Hehe…wait a minute….you said there was no difference! Identical remember.
Please show me, if true, and I'll fix it. I think I have been careful and clear in what I wrote, but perhaps something slipped by. I have stated MANY times in posts to you this sort of comment, and I stand by it 100%:
"I’ll just reiterate that I do not think that the form of phosphate dosed will matter to any reef tank, and if there are differences that are reproducible, the effect must be from undesirable impurities in some materials."
The thing that is identical is the phosphate once dissolved. There is NO bioavailability difference or toxicity difference.
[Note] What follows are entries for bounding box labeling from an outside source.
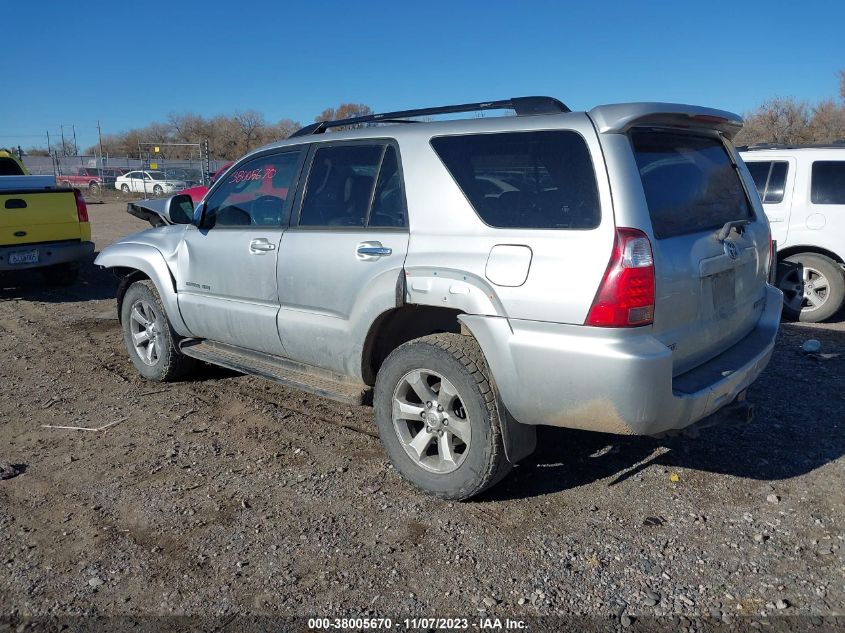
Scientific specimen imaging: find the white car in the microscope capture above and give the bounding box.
[114,170,187,196]
[740,145,845,323]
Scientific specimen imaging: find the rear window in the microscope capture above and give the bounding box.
[746,160,789,204]
[810,160,845,204]
[631,130,754,239]
[431,131,601,229]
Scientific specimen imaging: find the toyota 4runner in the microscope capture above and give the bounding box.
[96,97,782,499]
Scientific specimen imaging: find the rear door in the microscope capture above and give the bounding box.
[176,148,305,355]
[278,140,408,376]
[630,128,769,375]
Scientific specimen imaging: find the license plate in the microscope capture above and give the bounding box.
[713,270,736,310]
[9,248,38,264]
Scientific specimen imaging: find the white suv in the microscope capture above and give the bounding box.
[740,144,845,323]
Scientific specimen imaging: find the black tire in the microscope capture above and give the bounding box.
[373,334,511,500]
[41,264,79,286]
[777,253,845,323]
[120,279,196,382]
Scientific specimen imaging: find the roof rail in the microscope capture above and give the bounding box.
[291,97,571,138]
[737,139,845,152]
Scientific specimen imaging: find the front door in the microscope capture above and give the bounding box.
[278,141,408,376]
[176,148,304,355]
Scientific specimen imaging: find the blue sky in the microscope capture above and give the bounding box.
[0,0,845,147]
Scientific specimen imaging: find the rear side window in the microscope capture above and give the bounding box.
[810,160,845,204]
[631,130,754,239]
[431,131,601,229]
[746,160,789,204]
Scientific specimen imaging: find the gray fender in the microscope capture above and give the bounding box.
[94,242,191,336]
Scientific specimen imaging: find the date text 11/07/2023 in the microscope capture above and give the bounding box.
[308,616,528,631]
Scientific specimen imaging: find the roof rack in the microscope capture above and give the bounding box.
[291,97,571,137]
[737,139,845,152]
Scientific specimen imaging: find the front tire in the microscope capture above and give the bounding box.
[120,279,194,382]
[778,253,845,323]
[373,334,511,500]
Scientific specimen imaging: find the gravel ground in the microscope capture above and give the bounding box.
[0,203,845,631]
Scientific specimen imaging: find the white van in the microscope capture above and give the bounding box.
[740,143,845,323]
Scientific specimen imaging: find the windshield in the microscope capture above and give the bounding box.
[631,130,753,239]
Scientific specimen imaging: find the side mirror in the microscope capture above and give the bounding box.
[164,193,194,224]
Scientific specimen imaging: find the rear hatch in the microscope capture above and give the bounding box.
[629,128,769,375]
[0,189,82,246]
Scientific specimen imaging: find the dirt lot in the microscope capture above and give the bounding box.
[0,203,845,631]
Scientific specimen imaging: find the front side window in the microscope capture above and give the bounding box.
[299,145,384,226]
[631,129,754,239]
[431,131,601,229]
[201,149,302,229]
[810,160,845,204]
[299,143,405,228]
[746,160,789,204]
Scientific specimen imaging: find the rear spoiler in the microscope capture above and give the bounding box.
[587,103,742,139]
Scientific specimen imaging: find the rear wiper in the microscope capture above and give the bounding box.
[716,220,751,242]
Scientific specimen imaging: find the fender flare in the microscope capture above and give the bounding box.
[94,242,191,336]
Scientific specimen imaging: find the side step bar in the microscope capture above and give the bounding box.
[180,339,371,405]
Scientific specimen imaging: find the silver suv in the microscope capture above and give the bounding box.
[97,97,782,499]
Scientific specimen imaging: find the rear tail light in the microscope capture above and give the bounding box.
[73,189,88,222]
[586,228,654,327]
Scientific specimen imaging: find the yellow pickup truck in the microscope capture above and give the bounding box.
[0,150,94,285]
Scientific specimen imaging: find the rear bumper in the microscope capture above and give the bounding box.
[0,240,94,272]
[461,286,783,435]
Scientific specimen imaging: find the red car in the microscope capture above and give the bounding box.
[179,162,233,204]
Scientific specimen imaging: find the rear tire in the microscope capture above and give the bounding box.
[373,334,511,500]
[41,264,79,286]
[120,279,195,382]
[777,253,845,323]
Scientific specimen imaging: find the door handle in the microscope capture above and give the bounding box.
[355,242,393,259]
[249,237,276,254]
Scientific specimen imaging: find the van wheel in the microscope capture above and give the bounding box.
[778,253,845,323]
[120,279,195,382]
[373,334,511,500]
The tiny pH and alk efffect, and a small difference in sodium added (against a background of sodium that is more than a hundred thousand times higher) are the only differences.
How big is that effect? Let's see. I think you might be surprised that I even mention it, but in the spirit of being 100% accurate, I do mention it.
Let's suppose that we add a large amount, 0.1 ppm phosphate via trisodium phosphate. We can assume that most of the phosphate added to the aquarium picks up one proton to form HPO4- (the predominate form at pH 5.9 to 8.75 in seawater)
PO4--- + H+ ---> HPO4--
0.1 ppm phosphate ~ 0.1 mg/L
phosphate molecular weight is 95 grams per mole or 95 mg/millimole
0.1 mg is thus 0.0011 millimoles
0.1 mg/L = 0.0011 millimole/L
Thus, we add 0.0011 meq/L = 0.0031 dKH
I did an experiment where I showed that removing 0.5 meq/L (1.4 dKH alk equivalent) of H+ raised pH by 0.066 pH units in seawater. Thus, removing 0.0011 meq/L of H+ will boost pH by roughly 0.0011/0.5 x 0.66 = 0.0014 pH units.
So we see the expected effect of using trisodium phosphate to add 0.1 ppm phosphate:
A boost of alk by 0.003 dKH
A boost of pH by 0.0014 pH units
You will not be able to detect those changes and is why I consider them to be irrelevant, despite the fact that i do note they exist.